Fraudsters penalised
On a much better day for Defendant’s Counsel in Clarke, the full force of the law was brought to bear on a fraudulent Claimant in Kirk –v- Walton [2009] EWHC 703 (QB). In Kirk the Claimant was caught on surveillance footage functioning in a way which was utterly contradictory to her case that she was grossly disabled and unfit to work and suggested gross deliberate exaggeration. The Claimant was left with no option but to belatedly accept the Defendant’s offer, which was a fraction of her pleaded claim, on terms that she bear the Defendant’s costs after the offer. Subsequently the Defendant applied for the Claimant to be committed for contempt of Court in view of various false statements made in the proceedings. In the context of overwhelming evidence, most particularly surveillance evidence combined with supporting medical evidence, the Court accepted that the Claimant was guilty of contempt of Court. The Claimant escaped the possible custodial sentence but was ordered to pay £2,500 for her contempt.
Care and Judgement
The above cases highlight the need to secure compelling evidence and to exercise careful judgement in deciding when and how to marshal allegations of deliberate exaggeration. Whereas the Courts are prone to express disenchantment with insurers’ practice of obtaining and relying upon surveillance evidence, ordinarily such evidence will be crucial in sustaining allegations of deliberate exaggeration. Significantly, in Clarke the Defendant did not have the benefit of surveillance evidence, which would have been difficult to secure given the nature of the case.
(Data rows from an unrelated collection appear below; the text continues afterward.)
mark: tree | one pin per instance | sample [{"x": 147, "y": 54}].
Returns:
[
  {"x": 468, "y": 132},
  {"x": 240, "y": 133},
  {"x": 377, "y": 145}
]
Neither did the Defendant have evidence from its own experts supporting the allegations of fraud. Ideally, a Defendant will want to have its experts as squarely as possible behind a case of deliberate exaggeration. This can require careful balancing given experts’ reluctance to make outright declarations of dishonesty, preferring, in many cases correctly, to leave such interpretations to the domain of the Trial Judge.
The struggle to achieve savings and secure helpful counter-fraud publicity in exaggerated personal injury claims continues. Insurers will want more of the savings and invaluable counter-fraud publicity gained from cases such Kirk and less of the negative publicity and increased costs which may be suffered as a result of cases such as Clarke. To achieve this objective, expert handling and careful judgement of fraudulent claims remains crucial.
Roger Mackle is a Partner in Langleys Motor Unit.